A. A. We collect and keep based on what is stipulated in relevant laws and consent of the subjects of information. Major personal information files collected and kept by us under the law are as follows. [Nuri-Sejong Department]

For more details of things registered with our personal information files, please use the following:
The Ministry of Interior’s portal for comprehensive support for protection of personal information (www.privacy.go.kr) → Personal information-related complaints → Demand for inspection of personal information → Menu for search for the list of personal information files.

B. Information automatically collected (when using our website)
The following information is automatically collected and stored for statistical analysis made for improvement of our homepage and efficient communication between users and our website.
Addresses of websites that users go through when visiting our homepage and hours/dates of visits
Users’ browser types and OS

C. Information-sharing under relevant laws
We keep members’ personal information for a given period of time if required by relevant laws. We make it a rule to use such personal information only for specified purpose.

D. Inquiries about personal information files

We will strive to protect people’s rights and interests by handling personal information kept by us properly under relevant laws. Our partial disclosure of personal information will be strictly pursuant to relevant laws.

A. Provision to a third party
We do not use members’ personal information or provide it to a third party beyond the scope that we notified members of or that is consented by them, unless otherwise required by the law.

B. Entrustment of personal information handling
As regards our entrustment of personal information handling to a public or expert institution, we make the trustee observe restrictions or procedures under the Personal Information Protection Act, Article 26 (Restrictions on Management of Personal Information Following Entrustment of Affairs).
We check the ongoing status from time to time.

C. Restriction on use and provision of personal information
We put strict control on the use of personal information collected and kept by us and provision of it to a third party. The Personal Information Protection Act, Article 18 (Restrictions on Use and Provision of Personal Information for Any Purpose Other than Intended Ones) allows exceptions to strict control on the use of personal information as follows.

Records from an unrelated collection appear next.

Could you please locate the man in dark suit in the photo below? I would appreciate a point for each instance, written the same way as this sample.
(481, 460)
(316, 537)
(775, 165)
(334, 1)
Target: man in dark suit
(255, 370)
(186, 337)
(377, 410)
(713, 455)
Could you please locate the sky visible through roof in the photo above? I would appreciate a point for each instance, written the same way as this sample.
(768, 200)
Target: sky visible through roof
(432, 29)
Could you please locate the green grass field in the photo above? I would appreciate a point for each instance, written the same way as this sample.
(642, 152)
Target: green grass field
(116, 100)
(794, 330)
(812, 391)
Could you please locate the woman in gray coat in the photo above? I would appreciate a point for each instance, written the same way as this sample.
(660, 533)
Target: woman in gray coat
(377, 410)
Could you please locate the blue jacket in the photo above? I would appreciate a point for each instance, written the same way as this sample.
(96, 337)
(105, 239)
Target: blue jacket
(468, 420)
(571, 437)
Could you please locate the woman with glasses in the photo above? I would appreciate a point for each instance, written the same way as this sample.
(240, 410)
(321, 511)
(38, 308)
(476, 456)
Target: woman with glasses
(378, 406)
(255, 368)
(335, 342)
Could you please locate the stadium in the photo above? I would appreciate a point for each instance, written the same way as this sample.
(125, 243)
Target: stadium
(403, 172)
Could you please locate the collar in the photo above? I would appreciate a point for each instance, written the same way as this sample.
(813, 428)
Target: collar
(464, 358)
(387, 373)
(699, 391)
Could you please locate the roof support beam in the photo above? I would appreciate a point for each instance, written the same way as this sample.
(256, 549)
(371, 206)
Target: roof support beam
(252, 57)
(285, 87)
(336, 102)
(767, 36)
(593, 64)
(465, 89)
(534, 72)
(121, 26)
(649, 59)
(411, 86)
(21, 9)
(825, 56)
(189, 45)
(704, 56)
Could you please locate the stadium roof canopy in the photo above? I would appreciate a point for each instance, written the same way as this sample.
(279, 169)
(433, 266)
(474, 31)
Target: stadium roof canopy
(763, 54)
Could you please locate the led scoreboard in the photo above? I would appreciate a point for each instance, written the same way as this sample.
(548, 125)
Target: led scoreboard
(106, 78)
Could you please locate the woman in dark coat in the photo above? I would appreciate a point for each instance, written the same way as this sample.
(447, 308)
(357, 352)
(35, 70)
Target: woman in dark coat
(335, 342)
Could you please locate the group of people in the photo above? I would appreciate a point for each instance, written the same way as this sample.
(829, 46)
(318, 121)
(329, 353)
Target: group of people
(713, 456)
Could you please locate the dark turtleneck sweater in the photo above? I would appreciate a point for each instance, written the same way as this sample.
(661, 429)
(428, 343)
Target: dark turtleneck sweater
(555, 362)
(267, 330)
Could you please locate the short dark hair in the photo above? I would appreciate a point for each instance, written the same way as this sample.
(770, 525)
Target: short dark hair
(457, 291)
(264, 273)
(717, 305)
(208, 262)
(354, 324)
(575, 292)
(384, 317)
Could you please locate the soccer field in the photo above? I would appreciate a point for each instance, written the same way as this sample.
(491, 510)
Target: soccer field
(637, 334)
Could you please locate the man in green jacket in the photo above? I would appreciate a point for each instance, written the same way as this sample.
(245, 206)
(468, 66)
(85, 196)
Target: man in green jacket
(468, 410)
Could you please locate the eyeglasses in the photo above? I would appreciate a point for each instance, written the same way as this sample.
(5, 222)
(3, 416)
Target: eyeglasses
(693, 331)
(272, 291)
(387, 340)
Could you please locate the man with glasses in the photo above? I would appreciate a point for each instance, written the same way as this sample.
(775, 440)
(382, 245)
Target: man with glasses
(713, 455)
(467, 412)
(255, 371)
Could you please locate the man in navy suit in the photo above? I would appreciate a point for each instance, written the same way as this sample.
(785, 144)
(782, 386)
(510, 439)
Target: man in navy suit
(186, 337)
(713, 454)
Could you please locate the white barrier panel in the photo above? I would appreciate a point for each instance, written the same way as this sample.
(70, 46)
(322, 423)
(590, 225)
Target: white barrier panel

1. Where the separate consent is obtained from a subject of information
2. Where special provisions exist in any other Act
3. Where it is deemed obviously necessary for physical safety and property interests of a subject of information or a third person when the subject of information or his/her legal representative cannot give prior consent as he/she is unable to express his/her intention or by reason of his/her unidentified address, etc
4. Where personal information is necessary for compiling statistics, or scientific research purposes, etc., and the personal information is provided in a form by which a specific individual cannot be identified
5. Where using personal information for any purpose other than the intended purpose or a failure to provide a third person with such information makes it impossible to perform affairs provided for in any other Act, and this has undergone deliberation and resolution by the Protection Committee
6. Where it is necessary for providing a foreign government or international organization with personal information in order to implement a treaty or any other international agreement
7. Where it is necessary for investigating a crime, and instituting and sustaining a public prosecution
8. Where it is necessary for a court to perform its judicial affairs
9. Where it is necessary for executing a punishment, care and custody or protective disposition

We destroy users’ personal information as follows upon attaining the purpose of collecting and using it.

A. Destruction procedure

• We destroy information entered by users for member subscription and the like as per internal guidelines and relevant laws (Ref. Period for keeping and using).
• The said personal information is not used for a purpose other than what is designated unless otherwise stipulated in the law.

B. Destruction method

• We destroy documents containing personal information with a shredder or through incineration.
• We delete personal information stored in the form of an electronic file, using an irrecoverable method.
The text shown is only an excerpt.